Good luck Rhett and have fun! 

Ted Haas


----------



## Danny Moody (Jan 22, 2016)

rhettstark said:


> i was wondering what everyones opinion on the best line for a sage salt 7wt is?
> Thanks


I personally don't like it but I have a new spool of Airflow Ridge floating 7wt for sale if you want it. $50


----------



## Danny Moody (Jan 22, 2016)

I have tested many lines on my Salt 7 and always go back to Rio Bonefish. You really have to experiment.


----------



## jamie (Jan 22, 2016)

The right line can absolutely change the rod. 

I've played with several lines on the sage salts. (Own a 6, 9 and 10)
On my 6 weight I've settled on the Rio Redfish - the bone fish just didn't load the rod well - hated the rod with that line.
On my 8(sold) and 9 weight I've tried the redfish and the rio permit line. the Permit line was the clear winner. Redfish was great for 30-40 foot casts but the permit line seems to facilitate longer casts with greater ease. 
For full disclosure I never really warmed up to the 8 weight and have replaced it with a meridian. I do however really like the 6 with the redfish and the 9 with the permit.

just my 2 cents and worth about that much.


----------



## sjrobin (Jul 13, 2015)

Backwater said:


> *Tips for casting flies on a 5-7wt rod!*
> 
> Rhett, I'm really writing this for your particular 7wt, but it applies to anyone who throws a 5-7wt rod (and could apply for 8wts too).
> 
> ...



Great description of how to cast fly line from the deck of a skiff without spooking the fish.

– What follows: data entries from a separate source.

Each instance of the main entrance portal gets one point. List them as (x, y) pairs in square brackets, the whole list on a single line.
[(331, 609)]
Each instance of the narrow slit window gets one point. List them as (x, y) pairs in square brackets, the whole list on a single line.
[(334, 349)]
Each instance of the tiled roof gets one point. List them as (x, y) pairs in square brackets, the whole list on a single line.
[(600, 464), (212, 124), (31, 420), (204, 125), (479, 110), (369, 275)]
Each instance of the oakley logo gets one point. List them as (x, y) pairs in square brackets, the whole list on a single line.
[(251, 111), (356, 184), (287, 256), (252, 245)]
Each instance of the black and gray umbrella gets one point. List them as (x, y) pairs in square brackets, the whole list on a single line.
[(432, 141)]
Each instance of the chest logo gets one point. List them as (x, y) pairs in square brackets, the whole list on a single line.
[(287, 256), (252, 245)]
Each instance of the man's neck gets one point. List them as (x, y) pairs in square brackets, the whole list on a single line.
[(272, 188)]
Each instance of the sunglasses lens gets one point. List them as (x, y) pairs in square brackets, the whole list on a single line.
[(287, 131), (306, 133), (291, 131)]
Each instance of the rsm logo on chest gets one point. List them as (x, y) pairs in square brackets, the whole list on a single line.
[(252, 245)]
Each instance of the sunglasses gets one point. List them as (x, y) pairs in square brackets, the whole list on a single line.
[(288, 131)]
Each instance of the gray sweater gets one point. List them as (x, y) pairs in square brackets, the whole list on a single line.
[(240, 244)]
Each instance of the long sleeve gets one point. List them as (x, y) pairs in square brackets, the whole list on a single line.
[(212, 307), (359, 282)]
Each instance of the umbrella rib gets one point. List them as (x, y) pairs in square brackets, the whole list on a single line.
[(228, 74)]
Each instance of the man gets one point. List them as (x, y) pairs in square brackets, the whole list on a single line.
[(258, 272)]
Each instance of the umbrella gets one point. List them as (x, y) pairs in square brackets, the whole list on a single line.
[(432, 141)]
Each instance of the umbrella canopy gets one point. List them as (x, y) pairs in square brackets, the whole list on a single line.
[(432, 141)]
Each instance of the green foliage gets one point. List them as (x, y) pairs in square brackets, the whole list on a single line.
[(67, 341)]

And your goal is to do that without a lot of excess arm and body movement.


----------



## Backwater (Dec 14, 2014)

jamie said:


> The right line can absolutely change the rod.
> 
> I've played with several lines on the sage salts. (Own a 6, 9 and 10)
> On my 6 weight I've settled on the Rio Redfish - the bone fish just didn't load the rod well - hated the rod with that line.
> ...


Nice set!


----------



## Backwater (Dec 14, 2014)

sjrobin said:


> Great description of how to cast fly line from the deck of a skiff without spooking the fish. And your goal is to do that without a lot of excess arm and body movement.


Yes, especially with the lighter rods. If you face the fish (not sideways to the fish) while doing that and keep your feet in a stance where they are square to your shoulders and knees slightly bent, keeping your elbow down to your side, you can easily do all that without rocking the boat as well. Rocking the boat will also spook the fish as quick as most fish spooking errors.


----------



## jsnipes (May 1, 2011)

I have the ridge clear tip on my 9wt, and it's mostly a good line but seems to have a lot of memory.

I am going to buy another for my 10wt, will see if the memory / coiling issue is still an issue or something one off w/ the previous line. I love the standard airflo ridge tropical line though, and for anything other than permit fishing don't think the clear tip tradeoff is really worth it.


----------



## tattoorob1127 (Mar 10, 2013)

I ended up under lining my salt 7wt and am now using a Rio Redfish 6wt line currently.


----------